Written by: margareteby

Editorial Lead of Food, Food52

21 Comments

scampbelld.84 October 16, 2021
I’m definitely going to try this! We have hard water here in Savannah, GA as well and I haven’t been able to find anything that takes off the hard water marks off the glass in our shower. Vinegar? Nope. Limeaway? Nada. Elbow grease? Not even. Anyone have suggestions?
 
Claudia October 8, 2021
Any suggestions on how to remove hard water stains from shower hardware, like the chrome knobs and shower head?
 
Raphaelle Z. October 8, 2021
Citric acid worked really well for me. Just be careful if you have marble anywhere close 😬
 
Claudia October 9, 2021
Thanks! Citric acid like a lemon?
 
Raphaelle Z. October 9, 2021
I use powdered citric acid. It’s food grade and you can easily find it on Amazon. You can also use it to make bath bombs and toilet bombs and sour candies 😃
I made a spray bottle with about 2tbsp of the powder in about a quart of water and spray that on my fixtures. If it’s really covered in stains I fill up a ziplock baggie with that solution and attach is on the faucet so that it is submerged. That dissolves the build up pretty quick.
 
Claudia October 16, 2021
Wonderful! Thanks - will definitely try this.
 
Pat S. October 8, 2021
Is this much denture cleaner okay for a septic system?
 
jamcook October 7, 2021
For very hard to remove iron stains in the toilet , try WD-40.. it works amazingly well.
 
Daniel H. October 7, 2021
My wife and I just bought a house and we are also in a very hard water area. Every fixture has hard water deposits. One of our first major purchases was a water softener/filter for the entire house, so our water is now amazing. But we are struggling to get hard water spots off of some fixtures.

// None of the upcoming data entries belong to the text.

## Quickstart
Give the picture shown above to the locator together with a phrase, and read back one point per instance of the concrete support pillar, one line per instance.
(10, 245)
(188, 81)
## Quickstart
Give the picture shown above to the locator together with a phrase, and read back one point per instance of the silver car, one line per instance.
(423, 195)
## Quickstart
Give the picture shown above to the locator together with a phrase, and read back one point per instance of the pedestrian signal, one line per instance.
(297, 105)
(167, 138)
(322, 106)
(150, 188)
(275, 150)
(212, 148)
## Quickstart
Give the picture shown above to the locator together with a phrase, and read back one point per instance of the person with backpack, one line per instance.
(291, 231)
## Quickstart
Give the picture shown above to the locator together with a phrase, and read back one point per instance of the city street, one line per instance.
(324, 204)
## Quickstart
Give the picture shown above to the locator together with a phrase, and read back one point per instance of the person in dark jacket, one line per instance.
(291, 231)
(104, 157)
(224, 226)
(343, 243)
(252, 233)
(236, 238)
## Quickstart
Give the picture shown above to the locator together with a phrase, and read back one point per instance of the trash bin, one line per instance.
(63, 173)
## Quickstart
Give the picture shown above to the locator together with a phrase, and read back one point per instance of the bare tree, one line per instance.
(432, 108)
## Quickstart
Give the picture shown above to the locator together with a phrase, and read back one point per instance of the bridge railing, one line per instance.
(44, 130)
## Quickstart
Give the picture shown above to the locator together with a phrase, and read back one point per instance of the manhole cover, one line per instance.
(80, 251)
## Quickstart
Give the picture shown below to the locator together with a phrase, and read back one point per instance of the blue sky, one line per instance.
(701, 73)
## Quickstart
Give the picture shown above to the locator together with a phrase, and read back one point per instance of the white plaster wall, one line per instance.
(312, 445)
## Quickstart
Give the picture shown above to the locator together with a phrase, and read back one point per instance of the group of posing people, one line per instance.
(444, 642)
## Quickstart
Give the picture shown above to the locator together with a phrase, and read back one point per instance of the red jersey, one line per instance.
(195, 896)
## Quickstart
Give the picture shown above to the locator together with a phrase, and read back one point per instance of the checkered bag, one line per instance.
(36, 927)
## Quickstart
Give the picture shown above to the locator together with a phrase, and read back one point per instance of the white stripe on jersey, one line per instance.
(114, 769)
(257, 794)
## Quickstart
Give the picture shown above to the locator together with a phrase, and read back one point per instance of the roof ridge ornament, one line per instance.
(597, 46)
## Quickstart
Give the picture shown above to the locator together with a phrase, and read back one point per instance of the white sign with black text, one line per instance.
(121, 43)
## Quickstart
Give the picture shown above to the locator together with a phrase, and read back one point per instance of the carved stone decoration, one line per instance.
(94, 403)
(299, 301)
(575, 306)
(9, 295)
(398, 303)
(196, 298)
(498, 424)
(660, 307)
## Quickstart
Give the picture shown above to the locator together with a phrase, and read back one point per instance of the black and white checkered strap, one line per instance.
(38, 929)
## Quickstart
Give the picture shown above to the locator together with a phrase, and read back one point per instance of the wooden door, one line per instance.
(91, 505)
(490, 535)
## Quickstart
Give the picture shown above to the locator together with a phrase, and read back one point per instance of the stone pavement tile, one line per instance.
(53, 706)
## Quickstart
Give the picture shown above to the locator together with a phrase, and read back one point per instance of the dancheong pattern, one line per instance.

We used CLR on some things, but this house has a LOT of marble (nearly every countertop) and we don't want to damage the marble by soaking it with a harsh chemical like that. I am pretty sure denture cleaner (being a base, not an acid) will harm marble.

Anyone have any ideas if this is safe for marble? Or have a miracle method of removing scale from marble?
 
Raphaelle Z. October 7, 2021
My marble countertops are honed so I used some bon ami powder and a non scratch sponge to polish off the scale. It’s worked well.
 
Daniel H. October 7, 2021
Thanks! That's super helpful.
 
Linda T. October 7, 2021
Brilliant, I live in Philly, too, and it's insane! I will definitely try this. Please let me know when you figure out the best way to clean the inside of the dishwasher! Thanks!
 
D October 8, 2021
Good old fashioned powdered Tang (remember what the astronauts drank) is great for DWs. After seeing how good it worked, I never drank it again. Just imagine....
 
Raphaelle Z. October 4, 2021
I’ve been using citric acid with a lot of success, to clean hard water stains. Just have to be careful with marble countertops 😬😬
 
Bebe September 27, 2021
We’ve deployed the filter solution and the Apple cider rinse, but perhaps because she has eczema and the Philly water is so incredibly hard, she still struggles. In NYC, her hair is fine after shampooing!
 
AntoniaJames September 27, 2021
What a great tip. We don't have hard water problems, thankfully, but some of our everyday porcelain dishes have become a bit stained over time. I'm going to try this on them! Thanks so much. ;o)
 
Bebe September 27, 2021
Any recommendations for Philly hard water in terms of the shower? It’s really hard on my daughter’s hair and changes the texture of her hair and her ability to get a real “clean” clean!
 
Author Comment
margareteby September 27, 2021
Really good question! I've seen on various forums that you can install a water softening filter, which might be the trick, but I'm still figuring out that one myself!
 
Estie September 27, 2021
I use a cider vinegar rinse on my hair as I live in a very hard water area in the UK. I've been doing this for a few years now and it leaves my hair really soft a shiny and prevents a build up of scale or shampoo. I keep a plastic jug in the bathroom for the purpose and probably use a few tablespoons fill to the top with warm water that I pour over my hair. When my hair has dried there's absolutely no whiff of vinegar.
 
Estie September 27, 2021
PS If the smell of vinegar is too hard for your daughter to get used to you can try lemon juice too but you need to be careful about going in the sun afterwards as it can bleach the hair. Also, I don't wash the vinegar rinse out.
 
Michelle C. September 30, 2021
Hello from California, I just happened to see your post. There are also products called "clarifying shampoos," that may help.